Warga penghuni tanah Hak Pakai (HP) Pemkot No. 105 dan Aliansi Mahasiswa Jebres Tengah mengikuti aksi menolak penggusuran di Bundaran Gladak, Jl. Slamet Riyadi, Solo, Senin (9/4 - 2018). (Solopos - Nicolous Irawan)
04 Agustus 2018 10:00 WIB Indah Septiyaning Wardhani Solo Share :

Solopos.com, SOLO -- Pemerintah Kota (Pemkot) Solo melayangkan surat peringatan (SP) ketiga bagi penghuni dan pemilik bangunan di lahan Hak Pakai (HP) Nomor 105, Jebres. Mereka harus angkat kaki dari lahan tersebut paling lambat Senin (6/8/2018).

“SP III sudah kami layangkan kepada warga sejak Selasa [31/7/2018],” ungkap Sekretaris Satpol PP Solo Arif Darmawan ketika dijumpai wartawan di Balai Kota, Jumat (3/8/2018).

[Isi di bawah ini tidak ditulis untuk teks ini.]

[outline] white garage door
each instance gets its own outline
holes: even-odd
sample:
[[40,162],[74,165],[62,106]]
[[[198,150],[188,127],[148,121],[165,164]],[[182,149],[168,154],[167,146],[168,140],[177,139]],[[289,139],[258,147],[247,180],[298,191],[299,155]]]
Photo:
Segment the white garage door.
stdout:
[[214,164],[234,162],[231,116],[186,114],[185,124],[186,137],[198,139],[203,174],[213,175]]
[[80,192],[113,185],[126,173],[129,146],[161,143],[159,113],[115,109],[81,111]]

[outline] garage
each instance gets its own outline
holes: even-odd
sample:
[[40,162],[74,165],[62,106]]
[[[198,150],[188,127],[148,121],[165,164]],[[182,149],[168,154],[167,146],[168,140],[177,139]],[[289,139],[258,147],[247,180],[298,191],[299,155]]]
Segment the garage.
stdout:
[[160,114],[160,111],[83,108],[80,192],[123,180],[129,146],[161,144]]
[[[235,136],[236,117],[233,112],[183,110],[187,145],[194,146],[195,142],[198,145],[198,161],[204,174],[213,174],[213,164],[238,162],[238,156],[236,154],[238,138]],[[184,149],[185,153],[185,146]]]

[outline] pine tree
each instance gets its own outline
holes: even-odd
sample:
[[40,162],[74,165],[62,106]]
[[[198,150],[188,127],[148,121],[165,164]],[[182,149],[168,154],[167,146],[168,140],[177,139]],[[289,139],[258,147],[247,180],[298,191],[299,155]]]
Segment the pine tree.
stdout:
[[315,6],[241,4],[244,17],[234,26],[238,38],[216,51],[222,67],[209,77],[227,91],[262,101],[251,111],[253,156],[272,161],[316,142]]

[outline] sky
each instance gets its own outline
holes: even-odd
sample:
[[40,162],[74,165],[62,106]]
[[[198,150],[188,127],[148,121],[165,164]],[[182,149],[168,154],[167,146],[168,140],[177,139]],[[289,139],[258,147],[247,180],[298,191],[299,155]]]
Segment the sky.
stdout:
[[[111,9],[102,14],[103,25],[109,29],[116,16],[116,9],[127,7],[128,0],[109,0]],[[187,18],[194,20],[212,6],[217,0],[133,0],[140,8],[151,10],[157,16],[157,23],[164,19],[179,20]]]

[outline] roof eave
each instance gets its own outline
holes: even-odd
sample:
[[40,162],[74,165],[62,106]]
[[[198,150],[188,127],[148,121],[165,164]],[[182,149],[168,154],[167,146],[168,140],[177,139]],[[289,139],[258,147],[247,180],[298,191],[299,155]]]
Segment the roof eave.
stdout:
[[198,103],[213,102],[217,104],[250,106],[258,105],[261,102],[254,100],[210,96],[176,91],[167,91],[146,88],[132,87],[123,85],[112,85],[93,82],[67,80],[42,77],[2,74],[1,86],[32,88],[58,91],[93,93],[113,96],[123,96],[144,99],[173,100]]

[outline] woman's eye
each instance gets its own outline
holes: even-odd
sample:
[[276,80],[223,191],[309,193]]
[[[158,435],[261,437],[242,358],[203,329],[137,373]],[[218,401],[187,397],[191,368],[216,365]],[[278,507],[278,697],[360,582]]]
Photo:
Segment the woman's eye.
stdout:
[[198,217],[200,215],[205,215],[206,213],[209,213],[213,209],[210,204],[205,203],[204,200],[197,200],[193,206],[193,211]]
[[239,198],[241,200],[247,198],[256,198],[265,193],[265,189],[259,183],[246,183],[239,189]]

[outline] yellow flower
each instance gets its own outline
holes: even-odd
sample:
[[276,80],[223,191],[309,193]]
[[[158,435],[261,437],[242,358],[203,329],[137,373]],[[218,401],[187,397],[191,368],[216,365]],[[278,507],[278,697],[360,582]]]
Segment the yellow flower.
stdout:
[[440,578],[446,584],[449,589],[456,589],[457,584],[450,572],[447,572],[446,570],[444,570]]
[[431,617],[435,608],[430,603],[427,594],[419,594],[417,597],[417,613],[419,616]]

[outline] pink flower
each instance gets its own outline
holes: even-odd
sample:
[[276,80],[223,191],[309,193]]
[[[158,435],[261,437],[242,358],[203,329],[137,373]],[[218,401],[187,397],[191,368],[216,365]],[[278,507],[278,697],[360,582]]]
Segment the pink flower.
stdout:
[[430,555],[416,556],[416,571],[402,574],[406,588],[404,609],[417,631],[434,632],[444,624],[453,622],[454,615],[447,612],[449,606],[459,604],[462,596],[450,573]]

Merujuk data, ada 17 pemilik bangunan yang hingga kini masih bertahan di tanah HP Pemkot 105 Jebres. Bagi warga tersebut, Pemkot memberikan batas waktu pembongkaran hingga Senin. Pemberian SP III dilayangkan setelah Pemkot menerbitkan SP I dan SP II.

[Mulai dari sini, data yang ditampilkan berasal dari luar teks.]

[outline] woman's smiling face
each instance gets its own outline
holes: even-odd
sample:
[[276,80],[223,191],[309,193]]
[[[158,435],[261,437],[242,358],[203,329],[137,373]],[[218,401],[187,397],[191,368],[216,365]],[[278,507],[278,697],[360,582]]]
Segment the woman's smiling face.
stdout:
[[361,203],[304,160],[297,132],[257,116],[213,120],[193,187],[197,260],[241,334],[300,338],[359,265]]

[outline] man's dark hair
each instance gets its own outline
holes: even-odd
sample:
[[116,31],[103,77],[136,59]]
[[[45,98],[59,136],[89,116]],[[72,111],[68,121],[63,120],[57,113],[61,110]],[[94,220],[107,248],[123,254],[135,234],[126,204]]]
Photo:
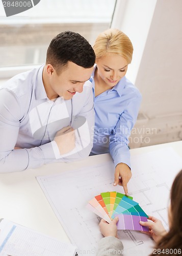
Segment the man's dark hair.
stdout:
[[72,61],[86,69],[95,63],[94,51],[89,42],[77,33],[64,31],[54,37],[48,47],[46,64],[51,64],[58,74]]

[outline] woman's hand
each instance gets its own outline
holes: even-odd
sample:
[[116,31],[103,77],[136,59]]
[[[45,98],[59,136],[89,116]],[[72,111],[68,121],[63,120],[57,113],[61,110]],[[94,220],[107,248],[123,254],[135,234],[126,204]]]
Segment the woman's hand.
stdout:
[[155,242],[158,242],[167,233],[162,222],[157,218],[148,216],[148,219],[152,221],[140,221],[140,224],[144,227],[149,227],[149,231],[141,231],[142,233],[149,234]]
[[118,184],[122,186],[125,195],[128,196],[127,184],[132,176],[131,170],[127,164],[124,163],[118,163],[115,168],[114,186]]
[[99,224],[100,231],[104,237],[117,237],[117,228],[116,224],[118,220],[118,217],[115,217],[111,223],[108,223],[103,219],[101,220]]

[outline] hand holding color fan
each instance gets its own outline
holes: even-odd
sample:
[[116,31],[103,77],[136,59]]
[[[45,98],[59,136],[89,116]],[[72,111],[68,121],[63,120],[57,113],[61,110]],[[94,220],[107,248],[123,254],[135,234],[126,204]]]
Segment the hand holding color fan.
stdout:
[[117,216],[118,229],[148,231],[147,227],[139,224],[140,221],[147,221],[148,216],[132,197],[116,191],[105,192],[89,201],[87,208],[108,223]]

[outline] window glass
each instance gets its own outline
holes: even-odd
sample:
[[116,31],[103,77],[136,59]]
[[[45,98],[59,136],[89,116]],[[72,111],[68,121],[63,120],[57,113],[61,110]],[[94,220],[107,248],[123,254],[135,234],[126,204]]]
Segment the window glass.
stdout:
[[6,17],[0,1],[0,67],[44,63],[51,39],[65,30],[80,33],[92,45],[110,27],[115,0],[41,0],[34,7]]

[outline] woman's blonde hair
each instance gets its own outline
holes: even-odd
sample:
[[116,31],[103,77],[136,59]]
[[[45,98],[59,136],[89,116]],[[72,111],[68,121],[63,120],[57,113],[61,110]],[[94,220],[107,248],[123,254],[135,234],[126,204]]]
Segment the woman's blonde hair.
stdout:
[[93,48],[96,59],[110,53],[121,56],[128,64],[132,61],[134,50],[132,43],[129,37],[118,29],[110,29],[101,33]]

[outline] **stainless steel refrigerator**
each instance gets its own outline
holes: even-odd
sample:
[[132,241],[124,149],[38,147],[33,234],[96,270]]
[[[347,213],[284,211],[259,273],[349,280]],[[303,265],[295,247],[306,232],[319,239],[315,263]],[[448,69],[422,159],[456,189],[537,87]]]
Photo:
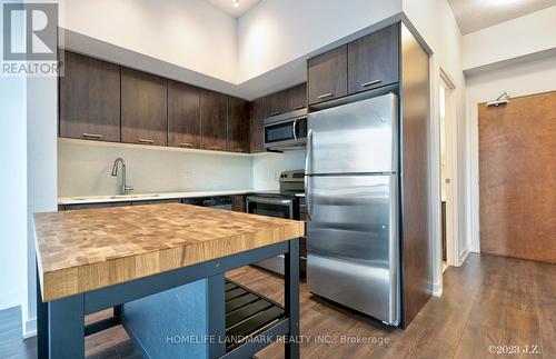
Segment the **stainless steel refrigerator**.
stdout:
[[397,326],[397,96],[308,116],[307,283],[312,293]]

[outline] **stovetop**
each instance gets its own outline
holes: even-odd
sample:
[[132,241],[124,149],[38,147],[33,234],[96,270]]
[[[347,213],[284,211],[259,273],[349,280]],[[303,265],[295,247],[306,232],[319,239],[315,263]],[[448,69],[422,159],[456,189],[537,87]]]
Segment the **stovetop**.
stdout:
[[275,190],[275,191],[260,191],[260,192],[251,192],[251,196],[268,196],[268,197],[305,197],[304,191],[286,191],[286,190]]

Arif tidak banyak berkomentar saat ditanya terkait proses penyelidikan dugaan maladministrasi atas penertiban lahan itu yang dilakukan Ombudsman Republik Indonesia (ORI) Perwakilan Jawa Tengah.

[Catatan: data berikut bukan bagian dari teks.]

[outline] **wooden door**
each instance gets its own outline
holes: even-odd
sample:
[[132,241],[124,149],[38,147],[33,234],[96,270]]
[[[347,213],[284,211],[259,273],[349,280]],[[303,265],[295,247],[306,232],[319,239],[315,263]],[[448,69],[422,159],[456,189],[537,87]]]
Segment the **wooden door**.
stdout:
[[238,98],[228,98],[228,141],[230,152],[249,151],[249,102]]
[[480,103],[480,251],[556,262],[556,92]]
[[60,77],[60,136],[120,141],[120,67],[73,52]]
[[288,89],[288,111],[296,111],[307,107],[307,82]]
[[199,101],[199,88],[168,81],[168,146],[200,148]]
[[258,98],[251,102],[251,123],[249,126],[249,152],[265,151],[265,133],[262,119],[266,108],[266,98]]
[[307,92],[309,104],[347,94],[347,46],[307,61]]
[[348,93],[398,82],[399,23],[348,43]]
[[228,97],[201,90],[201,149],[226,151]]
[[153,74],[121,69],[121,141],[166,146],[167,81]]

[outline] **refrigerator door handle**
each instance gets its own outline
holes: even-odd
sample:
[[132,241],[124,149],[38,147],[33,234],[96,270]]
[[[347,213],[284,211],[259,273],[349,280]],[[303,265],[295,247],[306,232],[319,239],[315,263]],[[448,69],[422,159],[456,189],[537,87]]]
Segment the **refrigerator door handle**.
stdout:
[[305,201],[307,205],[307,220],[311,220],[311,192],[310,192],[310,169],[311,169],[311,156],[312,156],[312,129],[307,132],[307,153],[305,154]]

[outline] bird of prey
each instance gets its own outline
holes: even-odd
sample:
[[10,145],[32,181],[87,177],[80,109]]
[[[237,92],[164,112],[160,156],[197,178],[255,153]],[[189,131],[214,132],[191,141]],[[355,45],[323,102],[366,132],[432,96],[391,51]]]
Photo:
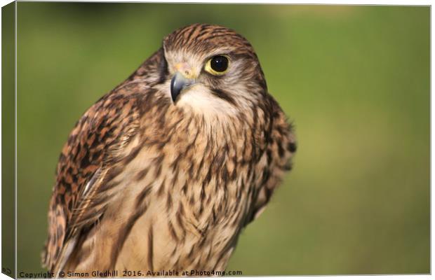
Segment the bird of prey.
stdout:
[[224,270],[295,149],[248,41],[179,29],[71,132],[43,262],[55,275]]

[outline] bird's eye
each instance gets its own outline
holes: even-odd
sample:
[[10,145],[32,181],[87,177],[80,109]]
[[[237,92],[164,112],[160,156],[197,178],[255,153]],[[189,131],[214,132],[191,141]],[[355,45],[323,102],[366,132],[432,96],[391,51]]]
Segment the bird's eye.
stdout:
[[225,55],[216,55],[213,57],[206,64],[206,71],[213,75],[223,75],[228,70],[229,60]]

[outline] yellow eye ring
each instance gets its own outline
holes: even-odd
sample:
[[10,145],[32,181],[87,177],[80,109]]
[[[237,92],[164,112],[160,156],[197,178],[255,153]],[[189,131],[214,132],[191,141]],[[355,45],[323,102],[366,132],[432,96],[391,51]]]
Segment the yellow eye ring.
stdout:
[[228,71],[229,58],[227,55],[216,55],[208,59],[204,69],[215,76],[221,76]]

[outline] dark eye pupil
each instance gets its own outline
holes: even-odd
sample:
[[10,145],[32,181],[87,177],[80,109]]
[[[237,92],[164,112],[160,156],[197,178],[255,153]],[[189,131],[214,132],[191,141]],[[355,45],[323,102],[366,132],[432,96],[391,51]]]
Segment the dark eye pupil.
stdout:
[[228,59],[222,55],[214,57],[210,62],[210,66],[217,72],[223,72],[228,68]]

“Kami bicara normatif. Sudah ada lahan HP atas nama Pemkot, sudah ada tawaran solusi yang diberikan. Standard operating procedure [SOP] sudah dilaksanakan, ya sudah kami jalan berikan SP III,” terangnya.

Sejauh ini warga kukuh bertahan dan meminta sertifikasi atas lahan yang mereka tempati. Padahal sejak tahun lalu mereka sudah ditawari ongkos bongkar.

Selain itu warga mengajukan permohonan lain berupa relokasi ke rumah susun sederhana (rusunawa) yang juga telah diakomodasi Pemkot. “Kami juga menyediakan lokasi usaha di Pasar Panggungrejo,” imbuhnya.

Bagi warga yang nekat tetap bertahan di lokasi itu, Pemkot tak segan-segan membongkar paksa bangunan milik warga.

Wali Kota Solo F.X. Hadi Rudyatmo mengancam memidanakan warga penghuni lahan tanah HP Nomor 105 di Jebres Tengah, Kecamatan Jebres. Langkah ini ditempuh jika warga tetap ngotot bertahan di lokasi tersebut. Wali Kota menyatakan eksekusi lahan HP 105 keputusan final.

“Saya sudah perintahkan Pak Tarjo [Kepala Satpol PP Sutarjo] untuk lanjutkan prosesnya,” kata Rudy, sapaan akrabnya.

Rudy memastikan keinginan warga untuk mendapatkan sertifikat tetap tidak bisa dilakukan. Menurutnya, solusi yang ditawarkan Pemkot berupa ongkos bongkar dan biaya angkut sudah lebih dari cukup. Sedangkan bagi warga yang tidak memiliki rumah, Pemkot telah menyiapkan Rusunawa.

"Pemkot kurang apa, mereka mendapat ongkos bongkar dan angkut. Kalau tidak punya rumah ya dikasih rusunawa. Tetapi kalau sertifikat jelas tidak mungkin," kata Rudy.